Today is “jobs Friday” as we are awaiting the Non-Farm Payrolls report which is expected to show that the economy added 100K jobs, 125K in the private sector and the unemployment rate to remain steady at 9.1%. These are hardly attractive numbers, yet anything remotely close to these will be seen as positive by the markets.
What might be a decent (but unfortunate) prognostication of our jobs figures is the Canadian employment report that came out earlier this morning. Canada produced dismal numbers, showing that they lost 54K jobs when they were expected to have added 15K, and the unemployment rate moved higher to 7.3% vs. an expected 7.1%. This is certainly not good at a time when global recession fears are increasing. Take a look at the chart of the day to see how the market reacted to the Loonie.
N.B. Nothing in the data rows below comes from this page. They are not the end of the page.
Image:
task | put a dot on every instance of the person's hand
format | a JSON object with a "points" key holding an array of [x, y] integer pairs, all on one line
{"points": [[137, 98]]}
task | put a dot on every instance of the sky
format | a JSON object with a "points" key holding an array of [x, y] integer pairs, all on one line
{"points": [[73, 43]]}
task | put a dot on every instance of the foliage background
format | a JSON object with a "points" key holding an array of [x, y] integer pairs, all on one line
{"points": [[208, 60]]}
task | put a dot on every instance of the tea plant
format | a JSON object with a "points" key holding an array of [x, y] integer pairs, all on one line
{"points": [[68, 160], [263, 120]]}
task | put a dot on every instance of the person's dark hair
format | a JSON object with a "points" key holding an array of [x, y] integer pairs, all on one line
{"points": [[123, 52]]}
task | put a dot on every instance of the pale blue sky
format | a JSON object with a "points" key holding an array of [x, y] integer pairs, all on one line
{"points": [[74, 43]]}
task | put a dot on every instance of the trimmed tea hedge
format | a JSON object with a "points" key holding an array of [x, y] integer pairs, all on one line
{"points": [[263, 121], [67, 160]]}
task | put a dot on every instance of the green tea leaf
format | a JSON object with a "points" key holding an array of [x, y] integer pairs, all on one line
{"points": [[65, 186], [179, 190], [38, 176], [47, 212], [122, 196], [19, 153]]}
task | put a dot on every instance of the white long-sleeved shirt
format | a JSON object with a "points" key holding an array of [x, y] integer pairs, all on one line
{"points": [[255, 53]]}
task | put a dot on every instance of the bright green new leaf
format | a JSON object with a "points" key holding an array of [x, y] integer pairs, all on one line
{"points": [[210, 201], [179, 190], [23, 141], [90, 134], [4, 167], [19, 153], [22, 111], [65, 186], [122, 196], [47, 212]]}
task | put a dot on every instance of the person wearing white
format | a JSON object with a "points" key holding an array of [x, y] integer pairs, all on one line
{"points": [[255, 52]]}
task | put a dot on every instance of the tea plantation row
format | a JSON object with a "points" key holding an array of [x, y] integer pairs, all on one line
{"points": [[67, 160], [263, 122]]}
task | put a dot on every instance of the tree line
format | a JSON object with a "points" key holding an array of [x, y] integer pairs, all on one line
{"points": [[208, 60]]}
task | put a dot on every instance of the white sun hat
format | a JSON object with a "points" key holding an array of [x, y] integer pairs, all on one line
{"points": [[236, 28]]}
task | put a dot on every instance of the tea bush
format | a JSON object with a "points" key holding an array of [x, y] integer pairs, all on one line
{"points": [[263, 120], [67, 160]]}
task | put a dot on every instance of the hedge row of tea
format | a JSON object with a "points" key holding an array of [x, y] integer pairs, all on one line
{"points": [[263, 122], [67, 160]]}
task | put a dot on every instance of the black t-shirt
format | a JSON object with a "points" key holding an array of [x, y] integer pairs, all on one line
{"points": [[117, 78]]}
The only positive about “jobs Friday” is that it momentarily takes our attention away from the Euro zone debacle. Yesterday as I noted in an update, new ECB chief Draghi reduced interest rates by 25bp in his first official act, preferring to battle economic woes through rate policy rather than quantitative easing.
However it was his speech following the announcement that caused the Euro to tank as he said that the Euro was definitely facing a “mild recession” which could be construed that he sees big problems on the horizon. This assertion could be confirmed by the release of Euro zone PMI figures that all came in lower than expected. In addition Germany, the stalwart economy of the Euro zone, showed that factory orders fell 4.3% vs. an expectation of a gain of .1%. This pushed the YoY figure down to 2.4% from an expected 7.5%. That’s a pretty big miss.
This sentiment is also not lost on the RBA in Australia, who just reduced their growth targets after lowering interest rates earlier this week.
While the economic landscape may be deteriorating, the G-20 is doing its part to hold things together. The undressing of Papandreou caused him to back away from the referendum on the debt deal, but he and his government still face the confidence vote later today. There is all kinds of speculation about what may occur, from his resignation regardless of vote to a new transitory coalition being formed.
One thing though that is certain after all of this political quagmire: Greece does not want to leave the Euro zone. While I have been calling his moves “idiotic” over the past few days, they may turn out to be pretty shrewd after all is said and done. While the game of chicken he played was rather crazy, he essentially is making Greeks decide what it is they really want. While no one over there likes the austerity that is required to remain in the Euro zone, the alternative is far worse. It probably would have been better though had he given EU leaders advance notice of his intentions.
**Update** Non-Farm Payrolls just came in showing a gain of 80K, 104K in the private sector but the unemployment rate ticked lower to 9%. The market is reacting somewhat favorably to these figures as I mentioned that it just needed to be close this morning. Whether or not this is enough to sustain a rally into the close is another story entirely.
For it may be difficult to take risk into the weekend ahead of the Greek confidence vote as the scenario is unlikely and even if Papandreou wins, there’s no telling what may happen over the weekend, including his resignation.
With a recent weak Dollar and interest rate reductions around the globe, inflation fears are starting to increase. Gold shot up yesterday on the Euro rate reduction and may be invoking some of its inflationary hedge properties rather than its risk vehicle status.
With the overhang of risk in the markets emanating from both the Euro debt crisis and the US debt debate, my opinion is that markets are trading lower on fear alone. With the flush of cash moving around the globe, we would be a lot higher if not for these crises.
The US debt commission has largely escaped notice but lets not forget that they have a dead-line of roughly two weeks to get a deal done and if they can’t come to an agreement, automatic cuts kick in and another potential credit downgrade could be forthcoming.
So my bias is definitely to the upside, though I will proceed cautiously as one never knows what politicians may do. If you don’t believe me, look no further than Greece.